The other must-do item on the Legislature's to-do list (it's required in state law to do so every 10 years) is to redraw the legislative and congressional district lines so each has a nearly equal population, based on the 2020 Census. 

But if history is any indication, this might not go smoothly either (especially with a divided Legislature). For the past 30 or so years, the House, Senate and governor have failed to agree on a redistricting plan and instead have turned to the courts to redraw the districts, MinnPost reports

Senate Majority Leader Paul Gazelka, R-East Gull Lake, has said he's optimistic about the Legislature getting the job done, the publication said. 

What's more, it's also possible that Minnesota will lose a congressional district because the state's population hasn't grown as quickly as other states. 

And the Legislature will likely have less time than normal to work on redistricting because the specific Census data states use to redraw districts may not get to them before the regular session ends in May, MinnPost reported in December

Walz's emergency powers

Gov. Tim Walz's emergency powers will likely come up early on in the session seeing as for the majority of the pandemic, Republicans and some Democrats have sought to remove his powers.

State law allows a governor to declare a peacetime emergency for 30 days, and then extend that emergency beyond that if needed. The Legislature gets the opportunity to terminate the governor's powers with a majority vote from each chamber. 

Walz declared a peacetime emergency due to COVID-19 on March 13, and has extended it every 30 days since. The governor has said the emergency declaration gives the state flexibility to respond to the pandemic, but his critics have said he's gone too far with his executive orders. 

Sen. Gazelka has said removing the governor's emergency powers are among the priorities for the Senate GOP Caucus. 

While the GOP-controlled Senate may have enough votes to revoke the governor's powers, it doesn't appear enough Democrats in the House are in favor of it.

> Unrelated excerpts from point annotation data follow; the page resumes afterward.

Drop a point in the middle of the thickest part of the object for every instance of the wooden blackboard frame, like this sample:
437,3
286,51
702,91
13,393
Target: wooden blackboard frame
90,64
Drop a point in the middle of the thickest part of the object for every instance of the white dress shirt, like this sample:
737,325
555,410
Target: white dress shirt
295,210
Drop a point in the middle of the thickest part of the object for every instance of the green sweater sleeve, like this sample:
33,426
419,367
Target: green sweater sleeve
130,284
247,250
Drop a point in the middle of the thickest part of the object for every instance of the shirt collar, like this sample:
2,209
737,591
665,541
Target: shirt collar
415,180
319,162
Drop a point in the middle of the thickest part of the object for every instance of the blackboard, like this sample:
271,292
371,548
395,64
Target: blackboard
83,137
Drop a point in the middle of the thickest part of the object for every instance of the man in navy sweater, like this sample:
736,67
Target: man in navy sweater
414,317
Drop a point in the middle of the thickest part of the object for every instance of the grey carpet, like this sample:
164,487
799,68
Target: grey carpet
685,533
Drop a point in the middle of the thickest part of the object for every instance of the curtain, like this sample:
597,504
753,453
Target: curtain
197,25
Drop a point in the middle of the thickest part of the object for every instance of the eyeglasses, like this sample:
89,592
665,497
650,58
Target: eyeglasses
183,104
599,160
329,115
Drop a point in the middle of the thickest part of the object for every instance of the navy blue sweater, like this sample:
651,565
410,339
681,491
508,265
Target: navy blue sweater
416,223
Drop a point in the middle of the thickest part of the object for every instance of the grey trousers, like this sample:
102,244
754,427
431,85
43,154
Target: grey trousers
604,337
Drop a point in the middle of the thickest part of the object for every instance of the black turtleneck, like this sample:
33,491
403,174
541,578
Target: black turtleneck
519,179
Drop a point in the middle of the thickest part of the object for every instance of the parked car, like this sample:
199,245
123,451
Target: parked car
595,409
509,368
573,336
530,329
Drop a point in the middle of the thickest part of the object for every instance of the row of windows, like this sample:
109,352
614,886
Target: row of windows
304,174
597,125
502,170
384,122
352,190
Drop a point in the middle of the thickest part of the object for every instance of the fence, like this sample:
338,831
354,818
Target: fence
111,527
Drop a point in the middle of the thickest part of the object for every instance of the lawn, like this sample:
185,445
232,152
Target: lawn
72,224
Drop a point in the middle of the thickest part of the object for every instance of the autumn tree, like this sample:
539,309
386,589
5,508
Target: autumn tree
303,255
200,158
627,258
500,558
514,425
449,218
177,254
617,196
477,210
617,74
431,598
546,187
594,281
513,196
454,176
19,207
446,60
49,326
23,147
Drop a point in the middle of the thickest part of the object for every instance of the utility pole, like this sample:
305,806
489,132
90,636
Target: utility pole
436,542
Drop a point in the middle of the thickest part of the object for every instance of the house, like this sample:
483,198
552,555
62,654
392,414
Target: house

House Speaker Melissa Hortman, DFL-Brooklyn Park, said she believes the House will uphold his emergency powers but noted they could modify some of his orders, media reports say. 

“I’m looking forward to a day where emergency powers are lifted and the governor feels like we can get there,” Gazelka said, according to MinnPost. “I’m hoping that it’s sooner rather than later.”

Meanwhile, Daudt said he wants to see Walz's powers replaced with a framework that gives legislators control over business closures, the Star Tribune said.

Other topics lawmakers have expressed interest in addressing this session include addressing educational disparities and race relations, election law, law enforcement, health care, economic security and taxes.